Last Friday U.S. Senator Mike Rounds (R-SD) hosted an unprecedented panel discussion with producers and retailers in Ft. Pierre, SD. The panel was an effort to shine a light on the current market situation and develop partnerships that could lead to real change for both producers and consumers.
South Dakota Stockgrowers Executive Director James Halverson was invited to be a part of the panel. “This was a great chance to meet with retailers who are talking directly to consumers on a daily basis.” He said. “I greatly appreciate the Senator’s efforts and the South Dakota Retailers for being here and organizing this event.”
Other Panelists included: RF Buche, a South Dakota Grocer, Kecia Beranek, a South Dakota Restauranteur, Dan Cahoy, a South Dakota Grocer, Eric Iverson, a South Dakota Producer, and Brett Kenzy, R-CALF Region III Director. The event was hosted by the South Dakota Retailers Association with Executive Director Nathan Sanderson participating along with Sen. Rounds. Carrie Stadheim, Editor of the Tri-State Livestock News was the moderator.

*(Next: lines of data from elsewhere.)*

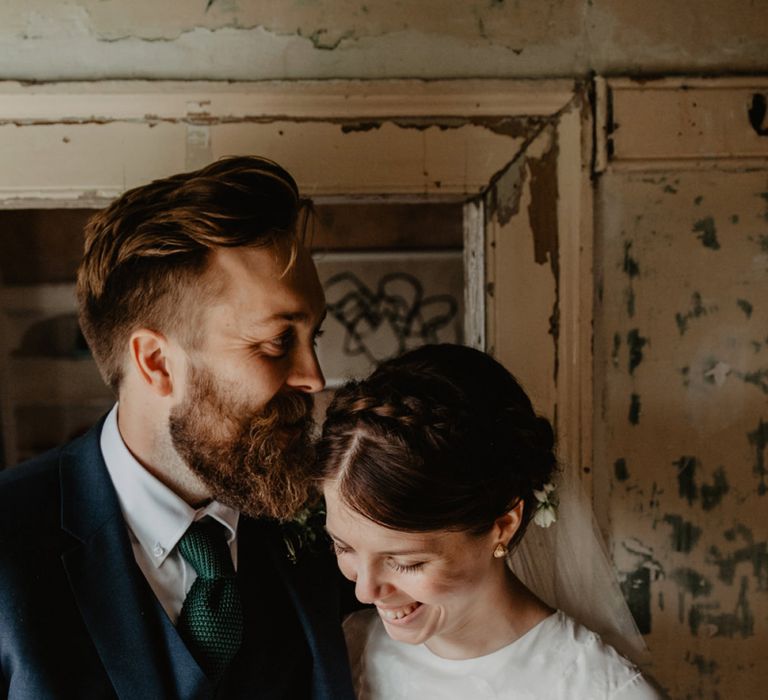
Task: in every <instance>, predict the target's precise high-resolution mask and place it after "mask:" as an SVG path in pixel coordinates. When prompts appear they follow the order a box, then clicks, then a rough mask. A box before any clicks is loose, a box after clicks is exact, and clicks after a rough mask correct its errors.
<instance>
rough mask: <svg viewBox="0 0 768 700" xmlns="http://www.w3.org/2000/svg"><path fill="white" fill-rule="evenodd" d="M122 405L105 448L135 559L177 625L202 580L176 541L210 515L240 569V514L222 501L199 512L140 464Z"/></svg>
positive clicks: (105, 422)
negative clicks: (192, 596)
mask: <svg viewBox="0 0 768 700" xmlns="http://www.w3.org/2000/svg"><path fill="white" fill-rule="evenodd" d="M117 411H118V406H117V405H115V406H114V408H113V409H112V410H111V411H110V412H109V415H108V416H107V418H106V421H105V422H104V427H103V428H102V431H101V452H102V454H103V455H104V461H105V462H106V464H107V471H108V472H109V476H110V478H111V479H112V483H113V484H114V486H115V490H116V491H117V498H118V500H119V502H120V509H121V510H122V513H123V519H124V520H125V523H126V526H127V528H128V534H129V536H130V539H131V545H132V546H133V555H134V557H135V558H136V563H137V564H138V565H139V568H140V569H141V571H142V572H143V573H144V576H145V577H146V579H147V581H148V582H149V585H150V586H151V588H152V590H153V591H154V593H155V595H156V596H157V599H158V600H159V601H160V604H161V605H162V606H163V608H164V609H165V612H166V613H167V614H168V617H169V618H170V619H171V622H173V624H176V620H177V619H178V617H179V612H181V606H182V605H183V604H184V598H185V597H186V595H187V593H188V592H189V589H190V588H191V586H192V584H193V583H194V581H195V579H196V578H197V574H196V573H195V570H194V569H193V568H192V567H191V566H190V564H189V563H188V562H187V561H186V559H184V557H183V556H181V553H180V552H179V550H178V548H177V547H176V545H177V544H178V542H179V540H180V539H181V537H182V536H183V535H184V533H185V532H186V531H187V528H188V527H189V526H190V525H191V524H192V523H193V522H194V521H196V520H200V519H201V518H204V517H206V516H210V517H211V518H214V519H215V520H217V521H218V522H220V523H221V524H222V525H223V526H224V527H225V528H226V530H227V541H228V543H229V548H230V552H231V554H232V562H233V564H234V566H235V569H237V522H238V519H239V517H240V513H239V511H237V510H234V509H233V508H230V507H229V506H225V505H224V504H222V503H219V502H218V501H211V502H210V503H209V504H208V505H206V506H205V507H203V508H199V509H197V510H195V509H194V508H192V507H191V506H190V505H188V504H187V503H186V502H185V501H184V500H183V499H182V498H180V497H179V496H177V495H176V494H175V493H174V492H173V491H171V489H169V488H168V487H167V486H166V485H165V484H163V483H162V482H161V481H159V480H158V479H156V478H155V477H154V476H153V475H152V474H150V472H148V471H147V470H146V469H145V468H144V467H142V466H141V464H139V462H138V461H137V460H136V458H135V457H134V456H133V455H132V454H131V452H130V451H129V450H128V448H127V447H126V445H125V443H124V442H123V438H122V436H121V435H120V430H119V429H118V426H117Z"/></svg>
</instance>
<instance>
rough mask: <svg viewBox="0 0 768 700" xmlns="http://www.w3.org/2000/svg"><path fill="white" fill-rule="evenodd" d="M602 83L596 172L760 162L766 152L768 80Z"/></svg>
mask: <svg viewBox="0 0 768 700" xmlns="http://www.w3.org/2000/svg"><path fill="white" fill-rule="evenodd" d="M596 88H597V118H598V120H604V121H605V124H604V125H603V124H601V123H600V122H598V130H597V136H598V144H597V152H598V154H599V155H601V156H602V157H601V158H598V167H597V170H598V172H599V171H601V169H605V167H611V168H616V169H631V170H636V169H640V170H646V169H650V168H652V169H658V170H670V169H673V170H674V169H679V168H681V167H682V168H686V169H688V168H696V169H702V168H704V169H706V168H722V167H723V165H724V164H729V163H730V164H733V162H734V161H735V162H737V163H738V164H739V166H741V167H755V166H758V167H759V164H760V163H761V162H764V160H765V158H766V157H768V137H767V135H766V134H767V132H768V118H766V116H765V109H764V108H765V102H766V100H768V78H767V77H764V76H763V77H758V76H756V77H742V78H710V79H705V78H668V79H664V80H652V81H637V80H630V79H627V78H611V79H607V80H602V79H598V80H596ZM753 100H757V101H758V102H760V101H762V110H761V109H756V108H755V107H754V105H753ZM761 112H762V117H763V118H762V120H761V123H760V124H758V123H753V121H755V120H758V121H759V119H758V115H759V114H760V113H761Z"/></svg>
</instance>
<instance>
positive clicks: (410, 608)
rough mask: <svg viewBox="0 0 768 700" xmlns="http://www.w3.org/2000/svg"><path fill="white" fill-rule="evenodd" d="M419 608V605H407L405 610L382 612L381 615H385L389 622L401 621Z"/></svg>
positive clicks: (405, 606)
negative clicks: (404, 617)
mask: <svg viewBox="0 0 768 700" xmlns="http://www.w3.org/2000/svg"><path fill="white" fill-rule="evenodd" d="M417 607H418V603H411V604H410V605H406V606H405V607H404V608H400V609H399V610H381V614H382V615H384V617H386V618H387V619H388V620H401V619H402V618H404V617H406V616H408V615H410V614H411V613H412V612H413V611H414V610H416V608H417Z"/></svg>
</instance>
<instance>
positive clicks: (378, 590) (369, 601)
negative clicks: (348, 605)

A robust discussion was had that focused on many different areas of the supply chain from pasture to plate. Panelists also took questions from an audience of around 50 people including state and local media. Many panelists highlighted the choke point that the big four meat processors have right now in the supply chain.
“I tried to emphasize a couple points,” said Halverson. “As livestock producers we want the same thing retailers want, to provide the highest quality beef consumers desire and compete for their business. If we had proper ground rules being enforced both producers and retailers would see a greater share of the beef dollar. Currently, consumers are being misled by the packing conglomerate and neither producers nor consumers are getting a fair shake. I hope this meeting will lead to more discussions and cooperation between producers and retailers who are ultimately both fighting against the same meat packing mafia.”
Senator Rounds said, “In the middle of this whole thing, we’re all pointing at the same location, and that is, we’ve got a choke point in the ability in our country to process the beef and to have open competition,”
“The way to get a Senate debate,” he said, “is to grow the team. We’ve got a pretty good bench out there called consumers, and our focus has got to be on getting the message to the consumer about what’s going on and why they pay this huge price and who’s actually in the middle of it making the dollars and keeping the dollars.”
He added, “You don’t win this by having fights among yourselves. You do this by sitting down and figuring out what we can agree on, and then you move forward and build that team — and we’ve got a ways to go to build that team.”